Glossary

Language Model

A machine learning model trained to understand and generate human language. Language models learn patterns from large amounts of text and can be adapted for many tasks, including generating embeddings. The architecture and training approach determine the quality of the embeddings it produces.

Late Chunking

A technique where a long document is first processed through the model as a whole, using the full context window, and then divided into chunks after the model has produced context-aware token representations. This preserves cross-chunk context that would be lost if the document were split before encoding. Jina Embeddings support late chunking for improved long-document retrieval.

Late Interaction

A retrieval strategy, used by ColBERT and similar models, where query and document are encoded independently into multiple vectors, but matching is performed by comparing individual token-level vectors from each side. This combines the efficiency of independent encoding with the precision of token-level matching.

Latency

The time elapsed between submitting a request and receiving a response.
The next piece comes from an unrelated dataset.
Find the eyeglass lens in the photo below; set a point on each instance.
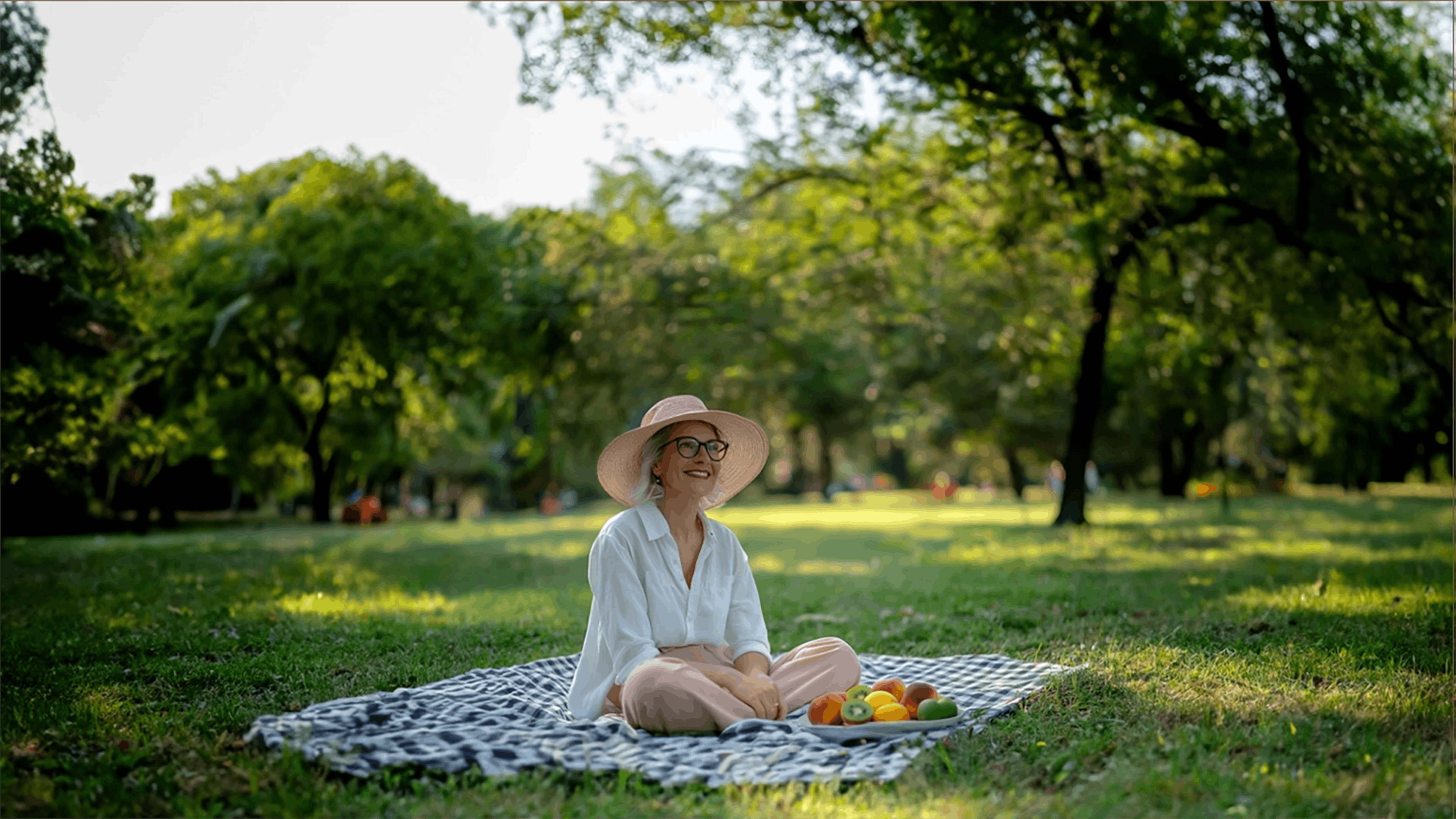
(688, 448)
In a retrieval pipeline, latency accumulates across query embedding, ANN search, reranking and network round trips. In production systems latency is measured at percentiles, typically p99, meaning the worst case experience for 1 in 100 requests, rather than averages, which mask tail latency.

Latent Representation

A hidden, compressed representation of data that a model learns internally. Unlike features you can directly observe — word count, sentence length — latent representations capture abstract properties like topic, intent, or tone that the model discovers during training. Embeddings are a form of latent representation.

Lexical Search

Traditional keyword-based search that matches documents based on the words they contain. Lexical search is fast and precise for exact matches but misses relevant documents that use different terminology. It is often combined with semantic search in hybrid approaches.

Linear Probe

A simple evaluation method: train a basic linear classifier on top of frozen embeddings to test how much useful information they contain. If the probe achieves high accuracy, the embeddings encode relevant features in a readily accessible way.

Listwise Ranking

A ranking approach where the model considers the entire list of candidates together when determining the order. This can capture relationships between results, such as avoiding redundancy, but is more complex and computationally expensive than pointwise scoring.

Long-Context Embedding

An embedding model designed to handle inputs significantly longer than the typical 512-token limit, often supporting 8,192 tokens or more. Long-context models can embed entire documents in a single pass, reducing the need for chunking and preserving cross-passage context.

LoRA (Low-Rank Adaptation)

A parameter-efficient fine-tuning technique that adapts a model by adding small, trainable matrices to its layers instead of updating all parameters. LoRA dramatically reduces the resources needed for fine-tuning and allows multiple specialized adaptations to share the same base model. It is increasingly used to customize embedding models for domain-specific tasks.

Loss Function

A mathematical formula that measures how far the model's current behavior is from the desired behavior. During training, the model adjusts its parameters to minimize the loss. Different loss functions encode different learning objectives.